Every cinephile knows to at least pretend to like Breathless. Jean-Luc Godard’s first feature—a witty mashup of American noir and French chic—is as much an art-house staple today as it was in 1960, which is precisely why it’s getting the 50th-anniversary reissue treatment this month. Think of Belmondo aping Bogart with his cigarette, Seberg flacking the New York Herald Tribune, or the director’s game-changing jump-cuts, and you realize that various elements of the film have never gone out of style. This may get me booted from the cinéaste club, but I’ll come right out and say it: Breathless isn’t one of Godard’s most interesting creations. (My Life to Live, Contempt, and the septuagenarian’s recent films all rank higher for me.)

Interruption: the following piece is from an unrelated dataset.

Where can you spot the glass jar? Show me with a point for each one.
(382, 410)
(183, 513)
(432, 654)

Naturally, the charms of Breathless still endure. (The cool fashions! The cutting sense of irony!) But what if Godard’s true purpose is not to charm—so many others do this well, after all—but to poke? Film Socialism, the director’s newest provocation, landed at Cannes last month, and did what every Godard work has done since his 1967 film Weekend: provide an easy target to bash an auteur who makes no bones about his elitism, his (knee-)jerky critiques of America’s role in the world, and, of late, his disdain for telling comprehensible stories. The man who, circa Breathless, once admitted that a film should have a beginning, middle, and end—though not necessarily in that order—has dispensed with every part of that maxim aside from the bit about disunity. Thus, the reactions to Socialism were largely focused on its oddities: young children on a boat who speak in abstract aphorisms, other shots narrated by zoo animals—all of which would be easier to comprehend if they were subtitled in full, instead of “approximated” in what Godard calls the fragmented “Navajo English” of old Westerns.
And yet Godard risks being lampooned not because he’s unaware that he can come off as stilted, or that his leftist politics may seem several decades out of date. He’s simply a true believer in the cinema as argument, the cinema as essay—trends that cut against the movie as spectacle. Every critic under the sun may cry out in pain over the consumerism that infects Sex and the City 2, but few will recognize Godard’s bitter pill as the proper antidote. Since Breathless is more style than polemic, it’s no accident that it keeps getting remastered, rereleased, and reloved—though all this veneration is something of an insult to a filmmaker who is still working at a high level. Notre Musique, Godard’s most recent picture to receive U.S. distribution, is structured after Dante’s Divine Comedy, with sections for hell, purgatory, and paradise. “Hell” turns out to be a montage of war footage, both real and staged. “Purgatory” is Godard himself, along with other panelists, droning on about the nature of conflict in Sarajevo (for about an hour). “Paradise” is a sun-kissed lakefront, where men and women trot about unmolested—though under the protection of American MPs. The joke works two ways—it is, at once, a familiar jab in the ribs from Godard about military power, as well as an admission that this power serves some purpose. It’s not Godard who has become stale, but those who’ve stopped giving his films a chance to wow them.